A debate over the number of angels on a pinhead?
In essence, you want your cake and mine as well.
Either your God created everything or not.
If so, the Intelligent Designer=God.
If not, then indeed, maybe one day as I was building clocks I created the universe.
You still owe me for Scotland, BTW.
Everyone else has paid up but you guys.
Fair enough, points well made. If we take the universe as meaning everything, everywhere and not just a finite "universe" in which we live then you are indeed correct.
I agree that the Intelligent Designer must logically be God.
I had more taken the view that there was more than one "universe", meaning that a being from another, older one may have designed ours.
I had also taken the view that ultimately it was God who had created this "multiverse".
I think you fellows are missing the point.Quote:
Originally Posted by JPaul
I.D. is being offered anew as a "third" way, so to speak; the strict view of evolutionists presents I.D. as an allusion to Religion (even worse, Christian religion!) and Godly oversight.
For (most) Christians-the choir, in this case-the very idea of I.D. represents an idea they've never needed to be sold.
It is not beyond the realm of possibility (nor could any truly open-minded person deny) that there might be a third way.
I mean, such a being would only have to be vested with slightly more power than man currently is as viewed by the "Global-Warming is Man's Fault" theorists, and they pretty much get a free ride when other more easily-credible (read: obviously non-religious) ideas get the full-on skeptic treatment from the media and other know-nothings like us.

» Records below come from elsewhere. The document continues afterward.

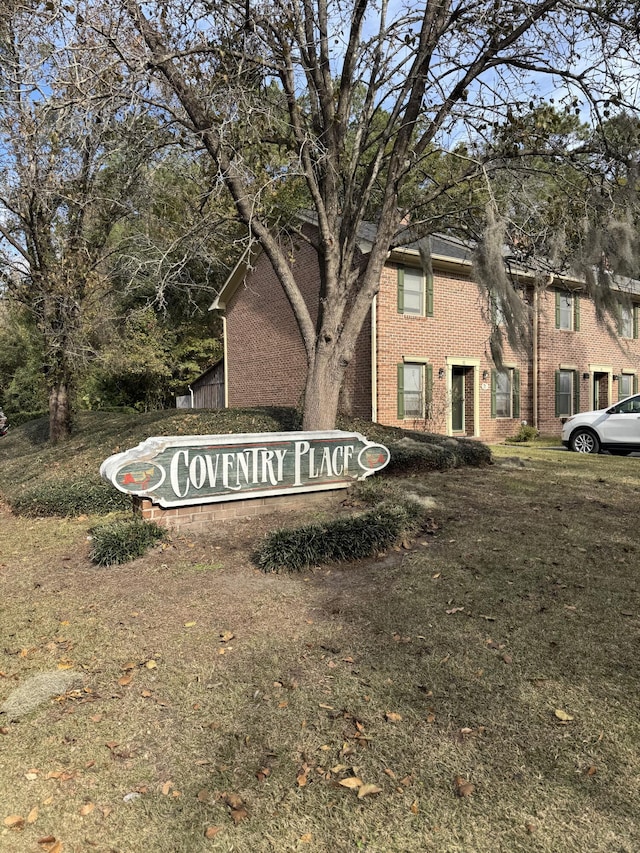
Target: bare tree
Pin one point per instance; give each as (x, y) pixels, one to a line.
(358, 99)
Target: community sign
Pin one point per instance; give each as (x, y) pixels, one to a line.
(181, 470)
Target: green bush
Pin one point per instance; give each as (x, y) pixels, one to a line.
(524, 434)
(121, 541)
(89, 496)
(343, 539)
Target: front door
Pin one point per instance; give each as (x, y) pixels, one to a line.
(457, 399)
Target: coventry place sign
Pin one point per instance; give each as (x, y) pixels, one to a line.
(180, 470)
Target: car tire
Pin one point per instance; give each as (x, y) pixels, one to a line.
(585, 441)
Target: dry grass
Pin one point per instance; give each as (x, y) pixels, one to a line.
(543, 559)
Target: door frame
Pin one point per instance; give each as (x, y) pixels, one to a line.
(468, 363)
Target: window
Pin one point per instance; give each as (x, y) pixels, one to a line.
(414, 389)
(415, 292)
(567, 311)
(627, 385)
(629, 321)
(567, 393)
(505, 393)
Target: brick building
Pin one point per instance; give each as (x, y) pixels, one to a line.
(423, 356)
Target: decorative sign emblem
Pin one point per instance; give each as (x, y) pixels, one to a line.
(180, 470)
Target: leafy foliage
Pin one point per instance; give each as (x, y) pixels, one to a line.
(88, 496)
(121, 541)
(342, 539)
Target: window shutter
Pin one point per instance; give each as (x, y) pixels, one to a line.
(400, 290)
(429, 294)
(493, 394)
(515, 402)
(400, 391)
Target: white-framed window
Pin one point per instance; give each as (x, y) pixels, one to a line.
(567, 310)
(505, 393)
(629, 321)
(415, 292)
(627, 385)
(414, 389)
(567, 392)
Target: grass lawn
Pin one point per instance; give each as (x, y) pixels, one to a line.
(484, 680)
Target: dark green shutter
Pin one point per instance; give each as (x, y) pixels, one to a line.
(515, 403)
(429, 295)
(400, 391)
(494, 407)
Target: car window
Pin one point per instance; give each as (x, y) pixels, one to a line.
(631, 406)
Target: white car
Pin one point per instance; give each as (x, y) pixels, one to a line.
(616, 429)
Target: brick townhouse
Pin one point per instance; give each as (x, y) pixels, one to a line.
(423, 357)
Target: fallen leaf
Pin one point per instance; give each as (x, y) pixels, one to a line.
(563, 716)
(351, 782)
(463, 788)
(238, 814)
(366, 790)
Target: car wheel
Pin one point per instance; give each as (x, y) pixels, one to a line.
(585, 441)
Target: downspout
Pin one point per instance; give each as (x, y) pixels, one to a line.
(374, 359)
(535, 354)
(225, 355)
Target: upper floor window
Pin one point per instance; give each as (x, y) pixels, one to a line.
(567, 310)
(415, 292)
(627, 385)
(629, 321)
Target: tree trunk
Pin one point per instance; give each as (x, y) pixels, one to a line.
(322, 394)
(59, 413)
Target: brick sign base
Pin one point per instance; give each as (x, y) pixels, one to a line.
(200, 517)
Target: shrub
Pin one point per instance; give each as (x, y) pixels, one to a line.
(89, 496)
(352, 538)
(121, 541)
(525, 433)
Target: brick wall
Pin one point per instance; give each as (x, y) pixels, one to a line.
(200, 517)
(456, 334)
(593, 346)
(266, 360)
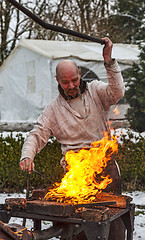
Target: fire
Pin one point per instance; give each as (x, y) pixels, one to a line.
(116, 111)
(81, 184)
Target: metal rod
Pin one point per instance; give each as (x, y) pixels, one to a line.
(43, 176)
(103, 203)
(53, 27)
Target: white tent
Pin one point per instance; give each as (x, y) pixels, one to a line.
(27, 77)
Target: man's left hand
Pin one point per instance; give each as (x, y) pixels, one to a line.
(107, 50)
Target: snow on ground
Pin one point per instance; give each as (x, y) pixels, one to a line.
(138, 199)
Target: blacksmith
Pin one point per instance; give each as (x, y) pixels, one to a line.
(78, 117)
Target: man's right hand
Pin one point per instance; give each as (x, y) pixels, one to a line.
(27, 164)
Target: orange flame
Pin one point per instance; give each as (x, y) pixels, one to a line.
(80, 184)
(116, 111)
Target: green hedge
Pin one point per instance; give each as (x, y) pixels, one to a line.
(130, 157)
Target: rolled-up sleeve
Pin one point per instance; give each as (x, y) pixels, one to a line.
(110, 93)
(38, 137)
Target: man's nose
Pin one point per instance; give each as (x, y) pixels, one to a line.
(71, 85)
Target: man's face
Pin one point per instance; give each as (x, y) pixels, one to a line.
(70, 81)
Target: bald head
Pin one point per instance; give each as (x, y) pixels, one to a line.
(65, 67)
(68, 76)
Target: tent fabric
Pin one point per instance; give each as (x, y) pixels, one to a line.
(27, 77)
(124, 53)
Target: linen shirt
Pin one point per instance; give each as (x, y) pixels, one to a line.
(72, 130)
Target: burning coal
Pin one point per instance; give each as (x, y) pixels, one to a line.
(81, 184)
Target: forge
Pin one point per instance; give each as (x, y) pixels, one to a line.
(69, 221)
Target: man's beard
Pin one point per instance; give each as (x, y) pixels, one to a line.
(73, 95)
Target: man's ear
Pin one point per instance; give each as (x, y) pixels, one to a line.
(56, 78)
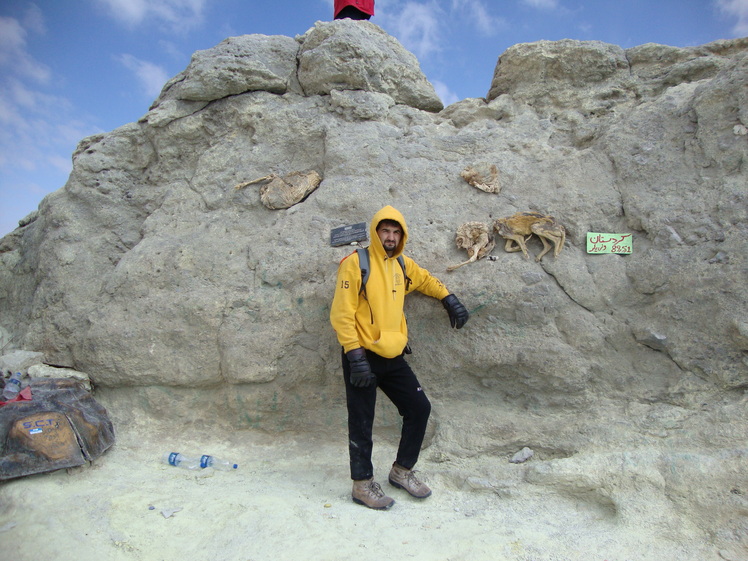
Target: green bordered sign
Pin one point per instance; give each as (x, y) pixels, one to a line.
(609, 243)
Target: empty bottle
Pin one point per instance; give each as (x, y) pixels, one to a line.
(178, 460)
(12, 387)
(215, 463)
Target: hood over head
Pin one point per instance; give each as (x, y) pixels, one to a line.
(387, 213)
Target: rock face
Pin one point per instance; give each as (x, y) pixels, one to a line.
(172, 289)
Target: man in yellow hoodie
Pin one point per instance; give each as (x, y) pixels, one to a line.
(371, 327)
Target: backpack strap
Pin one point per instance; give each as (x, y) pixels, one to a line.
(363, 263)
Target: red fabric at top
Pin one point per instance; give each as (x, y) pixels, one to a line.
(366, 6)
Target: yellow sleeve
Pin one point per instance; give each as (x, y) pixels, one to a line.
(423, 281)
(345, 303)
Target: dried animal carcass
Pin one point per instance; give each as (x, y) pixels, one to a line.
(477, 238)
(482, 176)
(283, 192)
(516, 229)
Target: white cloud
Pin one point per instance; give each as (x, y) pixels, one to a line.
(180, 15)
(542, 4)
(738, 9)
(447, 96)
(477, 12)
(151, 76)
(417, 26)
(13, 53)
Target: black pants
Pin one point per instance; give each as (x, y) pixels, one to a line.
(351, 13)
(400, 385)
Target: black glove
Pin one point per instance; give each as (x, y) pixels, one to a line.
(458, 315)
(361, 374)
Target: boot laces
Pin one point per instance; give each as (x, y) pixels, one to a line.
(413, 481)
(375, 489)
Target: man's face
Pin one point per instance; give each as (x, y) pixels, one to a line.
(390, 236)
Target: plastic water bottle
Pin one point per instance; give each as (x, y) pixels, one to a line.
(178, 460)
(215, 463)
(12, 387)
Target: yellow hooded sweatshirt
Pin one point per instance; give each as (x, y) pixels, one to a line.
(375, 320)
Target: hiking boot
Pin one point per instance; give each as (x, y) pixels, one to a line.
(404, 478)
(369, 493)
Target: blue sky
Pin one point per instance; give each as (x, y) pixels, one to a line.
(72, 68)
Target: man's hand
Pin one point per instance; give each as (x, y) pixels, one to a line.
(361, 374)
(458, 315)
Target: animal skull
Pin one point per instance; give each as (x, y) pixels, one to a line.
(477, 238)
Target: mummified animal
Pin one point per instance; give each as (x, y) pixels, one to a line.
(477, 238)
(283, 192)
(482, 176)
(518, 228)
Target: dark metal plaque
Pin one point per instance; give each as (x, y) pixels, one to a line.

Funny what this all-pervading and undifferentiated fear can make people do and say.
As to whether or not such should be part of school curricula, wither those who feel youngsters should be trusted in matters of life-and-death (abortion/soldiering, etc.), but would also keep them from the perilous decisions anent Intelligent Design, Evolution and/or Religion.
Smacks of inconsistancy.
No, I think you ( and all proponents of this nonsense) are trying to obfuscate it.Quote:
Originally Posted by j2k4
The "point" of ID as it is being packaged for sale is to get religion taught as science.
Period.
Day One, third period...Science class.
"Today we will be exploring the theory of Intelligent Design."
"Who is the Intelligent Designer?"
"Ummmm...we don't know, but it's NOT God!"
"Right then, what do we talk about tomorrow?"